CATANIA JUVENTUS TEVEZ
Così ci ritroviamo con un mercato di molti piccoli pezzi, che possono andare a dama in alto e a mezza altezza, come la Roma o il Milan del “Niño” Torres che sarebbe stato un colpo gobbo cinque anni fa, Milan che non vale al momento più della Lazio che ha battuto, ma può fare un buon campionato perché composto logicamente: squadra basata sui contropiedi (o ripartenze), ovvero sulla velocità di un El Shaarawy o di un Menez. Milan e Lazio, poi, senza impegni in Europa, valgono di più al mercato delle previsioni.
Mario Gomez
In extremis la grande incompiuta, la Fiorentina di Montella , ha inseguito la Roma negli acquisti potenziandosi quantitativamente e qualitativamente dove era approssimativa.
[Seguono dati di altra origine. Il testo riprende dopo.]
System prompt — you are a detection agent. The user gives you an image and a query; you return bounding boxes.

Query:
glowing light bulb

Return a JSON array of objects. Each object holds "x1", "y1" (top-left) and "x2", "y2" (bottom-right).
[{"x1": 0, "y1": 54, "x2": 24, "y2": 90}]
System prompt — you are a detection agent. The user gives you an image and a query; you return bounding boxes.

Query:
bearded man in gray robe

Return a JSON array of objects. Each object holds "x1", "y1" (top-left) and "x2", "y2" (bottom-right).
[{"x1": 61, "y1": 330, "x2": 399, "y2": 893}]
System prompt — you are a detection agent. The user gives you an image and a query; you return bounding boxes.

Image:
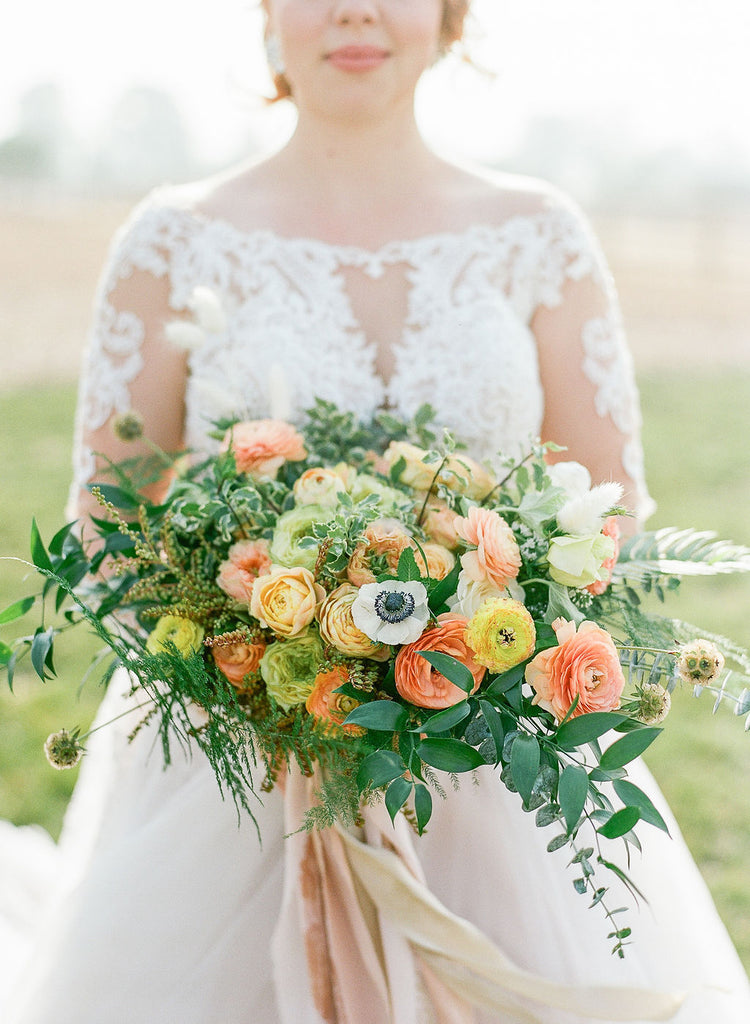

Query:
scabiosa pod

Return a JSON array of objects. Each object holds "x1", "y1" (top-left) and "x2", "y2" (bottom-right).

Un mercato così buzzicone fa ancora più effetto se commisurato a quello europeo, di un Manchester United da ricostruire che porta a casa Di Maria e Falcao, il meglio nei loro ruoli, così come hanno già fatto il Bayern, il Chelsea, il Barcellona e il Real Madrid.
Diciamola tutta, e senza vento: è ovviamente un mercato proporzionato al nostro calcio e al Mondiale brasiliano buttato al vento. Vedremo dagli abbonamenti e dallo share delle video-partite come la prenderanno i tifosi, ai quali è rimasto più o meno solo questo, un pallone da casinò in cui tutti scommettono fiches sui resti degli altri.